The food that shows us ourselves

I spoke at a conference in Beirut earlier this year, ArabNet. To be honest, half the reason I said yes to this event was because I wanted to see Beirut. For those of you under 30, when I was a teenager the Lebanese capital was tantamount to Afghanistan. The old war is behind them now, but the country does border Syria. There were buildings with bullet holes, soldiers, checkpoints and barriers everywhere, as well as large swaths of construction as the government tries to rebuild the city.

The organizers of ArabNet held a speakers dinner during the event, which is pretty typical of most conferences. We were all gathered in the pleasant dining room at the top of the hotel where we were staying. The lights of Beirut twinkled outside the windows. At our table was myself- from Britain by way of America, a Frenchman – by way of Britain, two Spanish men, a Greek lady, someone I think was from Singapore and two Lebanese hosts. I have sat at this type of table at FinTech conferences many times before in cities all over the world.

Our two hosts smiled broadly. “This hotel has a very well-known kitchen, we hope you like the meal. We’re having…steak and chips!” The table glanced at each other. (I don’t want to sound ungrateful, the steak and chips were very nice) until someone said ‘Oh, I assumed we would be having Lebanese food’. The two hosts looked at each other before turning to us and asking ‘Why?’

It got me thinking about how we present ourselves as diverse members of the global community. The things we see as commonplace, other see as exotic, and vice versa. Our hosts probably ate Lebanese food every day, and they advised the chef at the hotel to serve a meal us ‘Western-folks’ would like – something that would show us that Beirut was a modern city, capable of hosting people from all over the world. Why would a meze of humus and kebabs and falafel be something that would impress? When ‘steak and chips’ was where you would take people on an indulgent meal in New York or London.

A few years ago my son’s school was holding a ‘foods of the world’ cooking day. They invited the parents to bring in food from their ethnic heritage for the children to eat. (My son’s school at the time was in Lewisham in London and the children there spoke over 70 languages. I’m not an elite, middle class liberal who doesn’t know what it is like to like next to immigrants. My husband sleeps with one every day).

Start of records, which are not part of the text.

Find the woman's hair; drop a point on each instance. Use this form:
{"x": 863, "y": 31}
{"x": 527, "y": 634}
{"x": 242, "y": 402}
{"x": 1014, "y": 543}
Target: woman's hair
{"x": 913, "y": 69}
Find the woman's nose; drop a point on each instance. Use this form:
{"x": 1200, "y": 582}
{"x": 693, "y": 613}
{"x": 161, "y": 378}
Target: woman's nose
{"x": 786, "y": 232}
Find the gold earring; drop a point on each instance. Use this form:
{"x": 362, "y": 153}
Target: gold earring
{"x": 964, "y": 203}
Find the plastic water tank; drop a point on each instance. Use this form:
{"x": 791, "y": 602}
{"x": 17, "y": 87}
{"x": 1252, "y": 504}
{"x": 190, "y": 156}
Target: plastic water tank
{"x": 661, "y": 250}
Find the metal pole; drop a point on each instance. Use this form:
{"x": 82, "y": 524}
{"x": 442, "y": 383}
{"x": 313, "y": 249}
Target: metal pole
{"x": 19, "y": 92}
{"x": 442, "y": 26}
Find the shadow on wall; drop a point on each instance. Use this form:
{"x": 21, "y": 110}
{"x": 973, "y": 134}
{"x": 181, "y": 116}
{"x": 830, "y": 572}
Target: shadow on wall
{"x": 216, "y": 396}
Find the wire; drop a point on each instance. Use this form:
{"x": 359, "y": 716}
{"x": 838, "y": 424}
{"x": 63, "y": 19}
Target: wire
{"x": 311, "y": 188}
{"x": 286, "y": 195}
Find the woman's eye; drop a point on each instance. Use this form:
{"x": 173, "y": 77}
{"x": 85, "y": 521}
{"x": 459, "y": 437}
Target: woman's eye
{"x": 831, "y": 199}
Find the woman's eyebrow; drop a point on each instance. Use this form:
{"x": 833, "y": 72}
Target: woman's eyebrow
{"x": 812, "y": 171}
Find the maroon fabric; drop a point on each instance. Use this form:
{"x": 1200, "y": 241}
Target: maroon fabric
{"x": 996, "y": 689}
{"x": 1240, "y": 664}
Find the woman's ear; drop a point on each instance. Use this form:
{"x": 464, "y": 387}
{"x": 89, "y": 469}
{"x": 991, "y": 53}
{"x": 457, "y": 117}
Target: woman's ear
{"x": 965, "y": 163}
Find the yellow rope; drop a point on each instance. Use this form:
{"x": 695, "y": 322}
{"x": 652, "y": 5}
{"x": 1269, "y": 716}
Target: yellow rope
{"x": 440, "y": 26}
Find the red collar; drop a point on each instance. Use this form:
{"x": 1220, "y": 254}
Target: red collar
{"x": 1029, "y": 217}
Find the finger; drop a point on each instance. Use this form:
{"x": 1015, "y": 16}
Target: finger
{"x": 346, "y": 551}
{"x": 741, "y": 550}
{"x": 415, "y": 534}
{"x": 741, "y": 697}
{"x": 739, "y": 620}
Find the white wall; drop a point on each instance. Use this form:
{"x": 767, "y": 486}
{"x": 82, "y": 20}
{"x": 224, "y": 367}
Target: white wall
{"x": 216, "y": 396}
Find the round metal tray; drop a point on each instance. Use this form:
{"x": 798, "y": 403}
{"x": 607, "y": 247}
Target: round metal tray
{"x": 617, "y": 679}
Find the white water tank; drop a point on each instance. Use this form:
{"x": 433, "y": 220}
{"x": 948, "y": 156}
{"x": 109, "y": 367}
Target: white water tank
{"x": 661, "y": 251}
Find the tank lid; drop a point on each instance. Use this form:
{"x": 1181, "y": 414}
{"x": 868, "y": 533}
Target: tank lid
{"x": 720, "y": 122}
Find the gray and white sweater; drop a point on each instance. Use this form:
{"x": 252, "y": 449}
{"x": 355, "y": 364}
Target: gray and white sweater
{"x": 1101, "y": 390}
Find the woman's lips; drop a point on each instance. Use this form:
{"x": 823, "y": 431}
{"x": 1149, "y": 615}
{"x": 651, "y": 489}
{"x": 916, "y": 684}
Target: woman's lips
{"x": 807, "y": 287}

Our son’s teacher pulled me over and asked, ‘Maybe you could cook something, American?’ I sneered, ‘What, do you want me to bring in McDonalds?’ I shouldn’t have said that – it’s not fair on America.  I ended up making chocolate chip cookies (invented in Massachusetts).

I am often asked what food I miss from America. This is often from Americans who seem to think, once you leave the country there will be nothing to eat except incomprehensible foreign food they won’t be able to digest. Trust me, if there is any country in the world with food similar to America – it’s the UK. I have a kitchen cabinet full of Oreos to prove it. And to be honest, the ‘Should I just bring in McDonalds?’ isn’t that far off. The ubiquitous Golden Arches is what most of the world thinks of when they think of American food. I was once in Hong Kong and decided to take an hour-long boat journey, by myself, to a remote fishing village where the guidebooks said waterside cafes would grab a fish off a boat for you and cook it to order. I stepped off the ferry that had sped through Hong Kong harbour and was greeted with a red, white and yellow McDonalds sign right by the docks. If you just can’t bear to eat anything other than chicken McNuggets while on holiday, you have to go pretty far to not be near one.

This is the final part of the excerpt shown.